Parmi les victimes de ce programme dangereux on peut compter plusieurs grandes, moyennes ou petites entreprises à travers le monde entier, dans différents secteurs et sur tous les continents. À savoir Steelcase, UHS, Sopra Steria

Face à la prolifération des logiciels de ce genre, et les dangers que cela crée, l’Agence nationale de sécurité des systèmes d’information a décidé de mieux informer l’ensemble des secteurs informatiques, en prélude sur ce dangereux rançongiciel. Un document très détaillé pour les entreprises en particulier

« Le rançongiciel Ryuk a été observé pour la première fois en août 2018. C’est une variante du rançongiciel Hermes 2.1, vendu sur le forum souterrain exploit.in à partir de février 2017 par le groupe cybercriminel CryptoTech pour environ 400 dollars », expliques-en ces termes l’organisme public. Il ajoute par ailleurs : « Ryuk se compose d’un dropper, déposant sur le poste de la victime l’une des deux versions d’un module de chiffrement de données (32 ou 64 bit). Le dropper exécute ensuite la charge utile. Après quelques minutes d’inactivité, Ryuk cherche alors à arrêter plus de 40 processus et 180 services, notamment ceux liés aux logiciels antivirus, aux bases de données et aux sauvegardes. Il assure sa persistance par la création d’une clé de registre ».

Si ce programme malveillant sévit dans presque tous les secteurs, le secteur de la santé semble être le plus touché. À cause de sa trop grande exposition du fait de ces événements qui marque le domaine. En effet, la santé représente seulement durant le mois d’octobre, environ 75 % des attaques informatiques enregistrées en France.

Par ailleurs, en début du mois de novembre, il a été constaté par les spécialistes de la sécurité sur près de 1400 hôpitaux, de laboratoires pharmaceutiques, d’universités et organismes gouvernementaux seraient en contact avec des serveurs et plateformes informatiques en étant liés de près ou de loin à un groupe de pirates informatiques connu comme l’un d’opérateur du ransomware Ryuk. « Ryuk demeure un rançongiciel particulièrement actif au cours du second semestre 2020. Il se distingue de la majorité des autres rançongiciels par le fait qu’au moins l’un de ses opérateurs a attaqué des hôpitaux en période de pandémie, par l’absence de site dédié de divulgations de données et par l’extrême rapidité d’exécution (de l’ordre de quelques heures) de la chaîne d’infection Bazar-Ryuk », alerte de ce fait l’Agence nationale de sécurité des système d’information.

« Le vecteur d’infection apparaît généralement être un courriel d’hameçonnage délivrant soit Emotet, soit TrickBot », explique le gendarme de la cybersécurité français.
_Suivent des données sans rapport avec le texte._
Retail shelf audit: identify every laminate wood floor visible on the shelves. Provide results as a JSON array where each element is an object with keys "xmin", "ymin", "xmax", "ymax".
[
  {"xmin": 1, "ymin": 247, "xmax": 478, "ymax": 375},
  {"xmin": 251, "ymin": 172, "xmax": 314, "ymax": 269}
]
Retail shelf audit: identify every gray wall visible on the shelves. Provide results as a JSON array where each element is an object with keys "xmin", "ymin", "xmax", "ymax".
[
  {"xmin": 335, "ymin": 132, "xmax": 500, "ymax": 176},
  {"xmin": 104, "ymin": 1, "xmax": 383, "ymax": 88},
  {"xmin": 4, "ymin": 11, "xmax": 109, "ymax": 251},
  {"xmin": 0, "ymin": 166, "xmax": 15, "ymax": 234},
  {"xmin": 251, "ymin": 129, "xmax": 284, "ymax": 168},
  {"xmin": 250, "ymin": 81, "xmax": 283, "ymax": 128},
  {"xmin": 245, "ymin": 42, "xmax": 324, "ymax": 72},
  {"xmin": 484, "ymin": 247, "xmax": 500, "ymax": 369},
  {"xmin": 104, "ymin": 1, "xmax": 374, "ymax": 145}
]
L’organisme précise parce fait que TrickBot est le loader distribuant le plus le programme Ryuk. « Une fois que des outils légitimes de post exploitation sont distribués par TrickBot (Cobalt Strike, Empire, Bloodhound, Mimikatz, Lazagne), les attaquants obtiennent des accès privilégiés à un contrôleur de domaine et déploient Ryuk (par exemple via PsExec) au sein du système d’information de la victime ». Note l’Anssi.

Cependant, il a été remarqué un changement à ce niveau. En effet depuis le mois de septembre 2020, la chaîne d’infection aurait basculé vers BazarLoader-Ryuk à la place de trickbot. À savoir si cela est définitif ou juste temporaire.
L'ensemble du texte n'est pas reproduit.